Je So Pazzo, nome evocativo per chi si pone al di fuori degli spartiti dettati dalla ragione politica dominante, è una realtà concreta e fattiva, molto presente sul territorio urbano partenopeo e partecipa attivamente alle lotte che vedono protagonisti lavoratori e precari, e al suo interno organizza attività culturali, corsi per stranieri, assistenza legale per gli extracomunitari ecc.
Je So Pazzo non è solo e negli anni ha consolidato forti legami con realtà affini sul territorio italiano, come Clash Citiy Workers, un collettivo di lavoratori e studenti disoccupati, creando una rete diffusa su tutto l'ambito nazionale. Il messaggio è semplice: nessuno ci rappresenta, per dare visibilità e rappresentanza alle istanze dei più deboli, dobbiamo accettare la sfida istituzionale, e una lista unita, che coaguli la realtà frammentata del mondo associativo e della sinistra è un'opportunità che non possiamo perdere.
Nessuna strategia entrista d'altri tempi, nessuna propedeutica del potere proletario, solo un'opportunità che si lega alla necessità e all'urgenza di porre i diritti dei ceti più svantaggiati come priorità per qualsiasi politica che voglia dirsi davvero di sinistra.
La Sinistra
Da quanto è dato capire al momento, la sinistra arriverà divisa alle prossime elezioni con due liste distinte, sempre ammesso che entrambe riescano a raccogliere le firme necessarie previste dalla nuova legge elettorale. La prima lista sarà con ogni probabilità capeggiata dal presidente del Senato Pietro Grasso, considerato da alcuni come il deus ex machina o per dirla con Vendola "un programma politico vivente". Faranno parte della compagine Si, Mdp e Possibile con eventuali successive aggregazioni di liste civiche, ancora nel limbo.
Nella lista dei "pazzi" dovrebbero convergere tutte quelle realtà di movimento, associazioni come Eurostop, partiti come il PCI e semplici cittadini che si riconoscono nei dieci punti essenziali del programma abbozzato da Je So Pazzo. Chi fosse interessato può ovviamente consultare il loro sito. Il problema però secondo alcuni non sta tanto nei contenuti, sebbene Je so Pazzo abbia dei contenuti palesemente più radicali della prima lista, ma nel fatto stesso che la sinistra si presenti divisa alle prossime elezioni, perseverando nel vecchio vizio del frazionismo e delle discriminanti identitarie, all'origine dei quali ci sarebbero convenienze particolari e rancori mai sopiti. Al di là delle intrepretazioni personali la cosa interessante sta nel significato che i due schieramenti attribuiscono a una lista di sinistra in questo preciso contesto storico/politico.

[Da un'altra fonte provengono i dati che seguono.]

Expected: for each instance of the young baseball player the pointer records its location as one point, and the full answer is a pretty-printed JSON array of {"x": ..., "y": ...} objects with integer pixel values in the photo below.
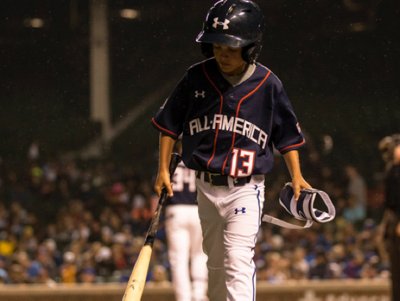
[
  {"x": 182, "y": 225},
  {"x": 231, "y": 111}
]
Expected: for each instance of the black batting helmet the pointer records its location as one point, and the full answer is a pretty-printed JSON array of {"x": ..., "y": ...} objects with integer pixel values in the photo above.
[{"x": 235, "y": 23}]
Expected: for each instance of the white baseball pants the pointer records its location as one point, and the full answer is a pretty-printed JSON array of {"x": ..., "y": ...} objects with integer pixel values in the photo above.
[{"x": 230, "y": 219}]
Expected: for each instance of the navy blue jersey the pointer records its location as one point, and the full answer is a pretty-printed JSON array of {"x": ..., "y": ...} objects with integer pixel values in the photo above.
[
  {"x": 230, "y": 129},
  {"x": 184, "y": 187}
]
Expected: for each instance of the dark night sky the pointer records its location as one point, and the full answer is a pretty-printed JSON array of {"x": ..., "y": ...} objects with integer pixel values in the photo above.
[{"x": 339, "y": 61}]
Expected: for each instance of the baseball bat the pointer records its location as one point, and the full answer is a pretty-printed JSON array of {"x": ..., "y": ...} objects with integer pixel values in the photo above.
[{"x": 137, "y": 280}]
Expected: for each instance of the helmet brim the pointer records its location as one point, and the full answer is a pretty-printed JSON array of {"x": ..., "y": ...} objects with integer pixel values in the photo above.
[{"x": 223, "y": 39}]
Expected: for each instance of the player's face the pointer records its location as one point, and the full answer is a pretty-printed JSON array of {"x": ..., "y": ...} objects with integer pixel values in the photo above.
[{"x": 229, "y": 59}]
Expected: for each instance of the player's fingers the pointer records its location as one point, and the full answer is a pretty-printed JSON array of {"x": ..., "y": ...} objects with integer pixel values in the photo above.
[
  {"x": 170, "y": 193},
  {"x": 296, "y": 190}
]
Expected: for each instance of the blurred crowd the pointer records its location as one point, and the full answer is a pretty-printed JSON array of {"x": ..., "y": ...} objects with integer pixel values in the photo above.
[{"x": 73, "y": 221}]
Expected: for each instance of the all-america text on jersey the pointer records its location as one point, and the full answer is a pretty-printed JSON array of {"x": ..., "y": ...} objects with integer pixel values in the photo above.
[{"x": 231, "y": 124}]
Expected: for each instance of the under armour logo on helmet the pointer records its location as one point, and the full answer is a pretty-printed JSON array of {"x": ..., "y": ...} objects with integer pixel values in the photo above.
[
  {"x": 201, "y": 94},
  {"x": 223, "y": 24},
  {"x": 241, "y": 210}
]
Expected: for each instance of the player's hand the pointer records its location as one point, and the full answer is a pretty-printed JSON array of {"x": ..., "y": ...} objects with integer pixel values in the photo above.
[
  {"x": 298, "y": 183},
  {"x": 163, "y": 181}
]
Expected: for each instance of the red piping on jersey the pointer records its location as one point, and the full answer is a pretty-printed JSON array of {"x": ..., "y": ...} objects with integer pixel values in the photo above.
[
  {"x": 237, "y": 114},
  {"x": 221, "y": 98},
  {"x": 291, "y": 146},
  {"x": 163, "y": 129}
]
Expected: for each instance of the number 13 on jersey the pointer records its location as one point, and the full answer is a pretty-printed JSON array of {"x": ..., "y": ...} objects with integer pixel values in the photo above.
[{"x": 242, "y": 162}]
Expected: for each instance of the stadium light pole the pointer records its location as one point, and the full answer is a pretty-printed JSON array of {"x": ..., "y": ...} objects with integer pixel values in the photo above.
[{"x": 99, "y": 67}]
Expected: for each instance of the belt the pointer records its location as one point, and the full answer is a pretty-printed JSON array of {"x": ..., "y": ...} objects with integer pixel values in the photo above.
[{"x": 222, "y": 180}]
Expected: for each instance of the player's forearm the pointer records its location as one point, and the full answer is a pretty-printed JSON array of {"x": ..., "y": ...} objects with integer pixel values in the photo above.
[
  {"x": 293, "y": 163},
  {"x": 165, "y": 151}
]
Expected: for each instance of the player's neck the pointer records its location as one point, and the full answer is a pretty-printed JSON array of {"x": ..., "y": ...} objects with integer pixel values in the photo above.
[{"x": 237, "y": 72}]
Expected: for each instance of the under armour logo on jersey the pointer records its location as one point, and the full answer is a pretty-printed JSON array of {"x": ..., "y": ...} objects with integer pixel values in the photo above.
[
  {"x": 201, "y": 94},
  {"x": 223, "y": 24},
  {"x": 240, "y": 210}
]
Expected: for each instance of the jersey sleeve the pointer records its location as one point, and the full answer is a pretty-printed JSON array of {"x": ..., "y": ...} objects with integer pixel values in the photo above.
[
  {"x": 170, "y": 117},
  {"x": 286, "y": 133}
]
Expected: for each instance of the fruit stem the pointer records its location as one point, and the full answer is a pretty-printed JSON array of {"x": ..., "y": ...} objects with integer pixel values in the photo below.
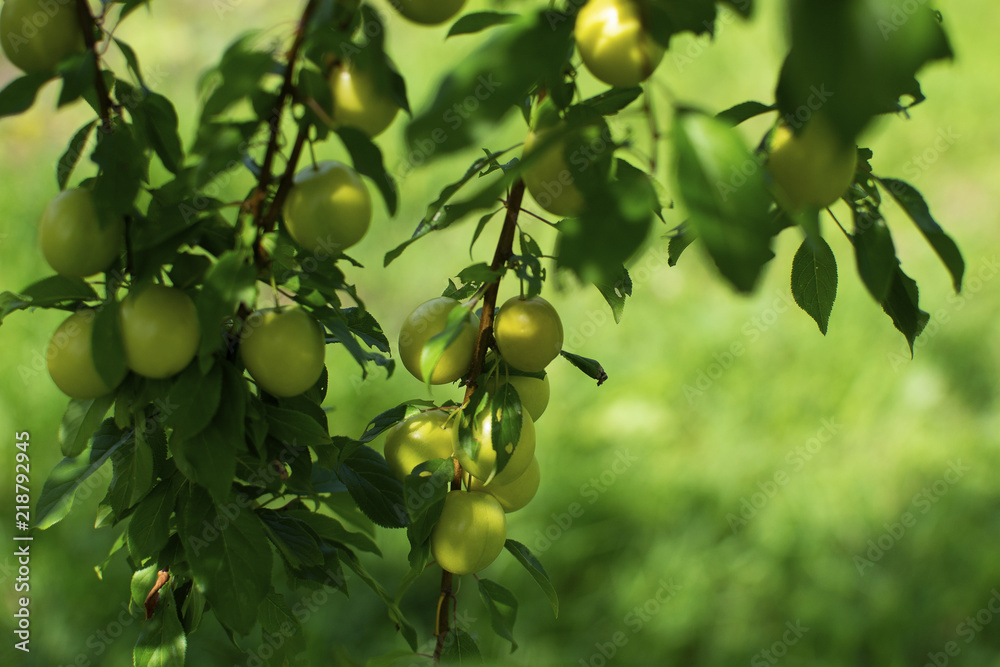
[
  {"x": 505, "y": 248},
  {"x": 87, "y": 25}
]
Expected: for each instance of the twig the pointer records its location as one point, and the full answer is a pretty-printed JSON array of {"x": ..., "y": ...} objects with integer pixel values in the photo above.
[
  {"x": 505, "y": 246},
  {"x": 87, "y": 25},
  {"x": 287, "y": 88},
  {"x": 153, "y": 598}
]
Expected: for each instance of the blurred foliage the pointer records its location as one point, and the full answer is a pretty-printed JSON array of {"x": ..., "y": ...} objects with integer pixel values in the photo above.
[{"x": 717, "y": 491}]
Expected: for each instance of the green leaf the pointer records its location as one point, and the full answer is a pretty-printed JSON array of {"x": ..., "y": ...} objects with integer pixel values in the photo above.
[
  {"x": 742, "y": 112},
  {"x": 682, "y": 238},
  {"x": 386, "y": 420},
  {"x": 56, "y": 290},
  {"x": 722, "y": 184},
  {"x": 156, "y": 121},
  {"x": 617, "y": 220},
  {"x": 132, "y": 477},
  {"x": 499, "y": 75},
  {"x": 668, "y": 18},
  {"x": 295, "y": 540},
  {"x": 69, "y": 159},
  {"x": 502, "y": 606},
  {"x": 292, "y": 427},
  {"x": 230, "y": 558},
  {"x": 855, "y": 60},
  {"x": 161, "y": 642},
  {"x": 281, "y": 628},
  {"x": 507, "y": 422},
  {"x": 20, "y": 93},
  {"x": 81, "y": 419},
  {"x": 425, "y": 490},
  {"x": 56, "y": 498},
  {"x": 610, "y": 102},
  {"x": 367, "y": 159},
  {"x": 78, "y": 73},
  {"x": 590, "y": 367},
  {"x": 149, "y": 526},
  {"x": 107, "y": 345},
  {"x": 331, "y": 530},
  {"x": 913, "y": 203},
  {"x": 902, "y": 304},
  {"x": 373, "y": 486},
  {"x": 395, "y": 614},
  {"x": 460, "y": 648},
  {"x": 441, "y": 214},
  {"x": 616, "y": 293},
  {"x": 535, "y": 569},
  {"x": 237, "y": 75},
  {"x": 193, "y": 399},
  {"x": 814, "y": 280},
  {"x": 123, "y": 168},
  {"x": 479, "y": 21},
  {"x": 230, "y": 282},
  {"x": 874, "y": 250}
]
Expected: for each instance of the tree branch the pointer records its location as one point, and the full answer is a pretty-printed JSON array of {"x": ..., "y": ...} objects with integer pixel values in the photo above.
[
  {"x": 87, "y": 25},
  {"x": 287, "y": 88},
  {"x": 505, "y": 248}
]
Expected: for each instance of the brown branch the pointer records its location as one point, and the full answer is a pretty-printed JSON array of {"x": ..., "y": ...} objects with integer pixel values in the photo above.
[
  {"x": 153, "y": 599},
  {"x": 287, "y": 88},
  {"x": 505, "y": 248},
  {"x": 87, "y": 25}
]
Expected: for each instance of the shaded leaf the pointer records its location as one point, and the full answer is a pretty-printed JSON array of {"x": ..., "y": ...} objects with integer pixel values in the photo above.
[
  {"x": 915, "y": 206},
  {"x": 722, "y": 184},
  {"x": 814, "y": 280},
  {"x": 535, "y": 569}
]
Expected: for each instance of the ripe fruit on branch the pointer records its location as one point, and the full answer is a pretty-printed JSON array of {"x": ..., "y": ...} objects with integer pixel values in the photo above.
[
  {"x": 428, "y": 12},
  {"x": 73, "y": 240},
  {"x": 528, "y": 333},
  {"x": 428, "y": 320},
  {"x": 812, "y": 168},
  {"x": 283, "y": 350},
  {"x": 160, "y": 331},
  {"x": 358, "y": 100},
  {"x": 548, "y": 177},
  {"x": 70, "y": 358},
  {"x": 328, "y": 209},
  {"x": 37, "y": 37},
  {"x": 470, "y": 533},
  {"x": 614, "y": 44},
  {"x": 422, "y": 437},
  {"x": 515, "y": 494},
  {"x": 482, "y": 464},
  {"x": 534, "y": 393}
]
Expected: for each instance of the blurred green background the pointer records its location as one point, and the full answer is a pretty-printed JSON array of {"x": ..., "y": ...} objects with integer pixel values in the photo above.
[{"x": 808, "y": 500}]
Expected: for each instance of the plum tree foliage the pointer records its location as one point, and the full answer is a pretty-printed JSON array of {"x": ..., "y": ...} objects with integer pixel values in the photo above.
[{"x": 239, "y": 472}]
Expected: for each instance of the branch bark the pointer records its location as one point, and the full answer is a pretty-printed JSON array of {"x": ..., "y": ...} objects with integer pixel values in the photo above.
[
  {"x": 504, "y": 249},
  {"x": 87, "y": 25}
]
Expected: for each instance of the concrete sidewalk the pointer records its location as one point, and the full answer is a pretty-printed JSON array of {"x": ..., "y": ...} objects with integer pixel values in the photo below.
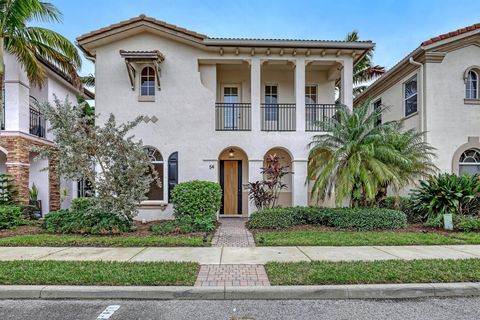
[{"x": 227, "y": 255}]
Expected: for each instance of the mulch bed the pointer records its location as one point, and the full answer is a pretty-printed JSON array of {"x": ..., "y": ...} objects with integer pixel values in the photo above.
[{"x": 142, "y": 231}]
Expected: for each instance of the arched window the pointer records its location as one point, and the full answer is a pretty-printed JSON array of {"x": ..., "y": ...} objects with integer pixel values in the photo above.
[
  {"x": 156, "y": 187},
  {"x": 147, "y": 82},
  {"x": 472, "y": 85},
  {"x": 470, "y": 162}
]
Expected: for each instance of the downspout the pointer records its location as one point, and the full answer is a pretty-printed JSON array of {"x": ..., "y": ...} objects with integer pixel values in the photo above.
[{"x": 422, "y": 117}]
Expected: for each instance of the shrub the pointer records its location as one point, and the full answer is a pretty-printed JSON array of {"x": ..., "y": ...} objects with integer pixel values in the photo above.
[
  {"x": 467, "y": 223},
  {"x": 405, "y": 204},
  {"x": 83, "y": 217},
  {"x": 197, "y": 202},
  {"x": 342, "y": 218},
  {"x": 171, "y": 227},
  {"x": 10, "y": 217},
  {"x": 276, "y": 218},
  {"x": 447, "y": 193},
  {"x": 369, "y": 219}
]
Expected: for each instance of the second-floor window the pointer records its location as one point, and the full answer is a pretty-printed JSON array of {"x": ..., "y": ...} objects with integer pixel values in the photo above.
[
  {"x": 410, "y": 96},
  {"x": 147, "y": 82},
  {"x": 271, "y": 102},
  {"x": 472, "y": 85},
  {"x": 310, "y": 94}
]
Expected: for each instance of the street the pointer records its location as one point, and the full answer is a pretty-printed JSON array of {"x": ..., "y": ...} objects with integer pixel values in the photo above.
[{"x": 461, "y": 308}]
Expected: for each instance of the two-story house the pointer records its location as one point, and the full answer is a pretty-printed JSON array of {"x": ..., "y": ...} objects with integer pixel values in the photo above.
[
  {"x": 213, "y": 108},
  {"x": 23, "y": 126},
  {"x": 435, "y": 89}
]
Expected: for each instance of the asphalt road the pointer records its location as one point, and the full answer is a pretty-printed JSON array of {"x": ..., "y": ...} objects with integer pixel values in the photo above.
[{"x": 438, "y": 309}]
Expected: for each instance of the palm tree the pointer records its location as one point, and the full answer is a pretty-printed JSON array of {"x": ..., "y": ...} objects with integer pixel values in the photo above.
[
  {"x": 34, "y": 45},
  {"x": 364, "y": 71},
  {"x": 358, "y": 156}
]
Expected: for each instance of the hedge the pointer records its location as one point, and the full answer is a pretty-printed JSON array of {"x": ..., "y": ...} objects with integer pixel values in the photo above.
[
  {"x": 342, "y": 218},
  {"x": 197, "y": 203}
]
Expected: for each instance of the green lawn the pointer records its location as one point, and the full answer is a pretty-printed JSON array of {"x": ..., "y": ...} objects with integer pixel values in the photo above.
[
  {"x": 98, "y": 273},
  {"x": 359, "y": 238},
  {"x": 390, "y": 271},
  {"x": 54, "y": 240}
]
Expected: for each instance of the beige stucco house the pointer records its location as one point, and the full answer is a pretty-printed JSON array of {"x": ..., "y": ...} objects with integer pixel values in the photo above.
[
  {"x": 23, "y": 126},
  {"x": 213, "y": 108},
  {"x": 435, "y": 89}
]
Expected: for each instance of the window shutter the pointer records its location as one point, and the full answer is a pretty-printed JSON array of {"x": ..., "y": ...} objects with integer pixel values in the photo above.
[{"x": 172, "y": 173}]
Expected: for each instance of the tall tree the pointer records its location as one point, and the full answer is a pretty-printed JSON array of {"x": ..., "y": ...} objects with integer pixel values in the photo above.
[
  {"x": 30, "y": 45},
  {"x": 364, "y": 71},
  {"x": 358, "y": 157}
]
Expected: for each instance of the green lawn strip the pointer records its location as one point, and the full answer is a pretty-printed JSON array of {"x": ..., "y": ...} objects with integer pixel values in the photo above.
[
  {"x": 103, "y": 241},
  {"x": 98, "y": 273},
  {"x": 362, "y": 272},
  {"x": 359, "y": 238}
]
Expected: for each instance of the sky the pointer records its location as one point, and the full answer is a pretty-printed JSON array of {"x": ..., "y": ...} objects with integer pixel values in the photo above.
[{"x": 397, "y": 27}]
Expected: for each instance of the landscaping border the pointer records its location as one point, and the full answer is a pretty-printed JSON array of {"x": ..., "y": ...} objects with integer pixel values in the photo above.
[{"x": 371, "y": 291}]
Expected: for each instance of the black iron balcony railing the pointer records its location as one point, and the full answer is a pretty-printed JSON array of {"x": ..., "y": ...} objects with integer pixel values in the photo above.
[
  {"x": 317, "y": 114},
  {"x": 233, "y": 117},
  {"x": 37, "y": 123},
  {"x": 278, "y": 116}
]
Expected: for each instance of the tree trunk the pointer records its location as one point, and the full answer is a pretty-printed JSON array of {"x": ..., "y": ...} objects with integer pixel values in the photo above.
[{"x": 2, "y": 82}]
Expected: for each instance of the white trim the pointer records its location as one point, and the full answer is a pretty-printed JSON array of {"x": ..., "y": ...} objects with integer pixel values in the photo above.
[
  {"x": 231, "y": 85},
  {"x": 411, "y": 96},
  {"x": 17, "y": 164}
]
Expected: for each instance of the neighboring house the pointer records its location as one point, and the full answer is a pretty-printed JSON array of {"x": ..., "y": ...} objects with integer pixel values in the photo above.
[
  {"x": 24, "y": 126},
  {"x": 435, "y": 89},
  {"x": 213, "y": 108}
]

Per i primi, capitanati da Grasso, è prioritaria un'aggregazione la più vasta possibile di forze che prescinda dalle differenze di culture e di programma, allo scopo di garantire una rappresentanza certa e corposa alla sinistra, che non sia di pura testimonianza, rimandando al dopo elezioni la costruzione di un percorso comune. Insomma realisticamente parlando "fare con quello che c'è", lasciando perdere la sinistra dei sogni. Per i "pazzi" invece è da ritenersi prioritaria la rappresentanza di categorie escluse da logiche di potere e il dare voce a chi non ha voce, esaltando il valore della sfida politica come rifiuto del meno peggio e come primo passo verso la costruzione di un vero progetto politico alternativo. I "pazzi" sembrano destare più entusiasmo.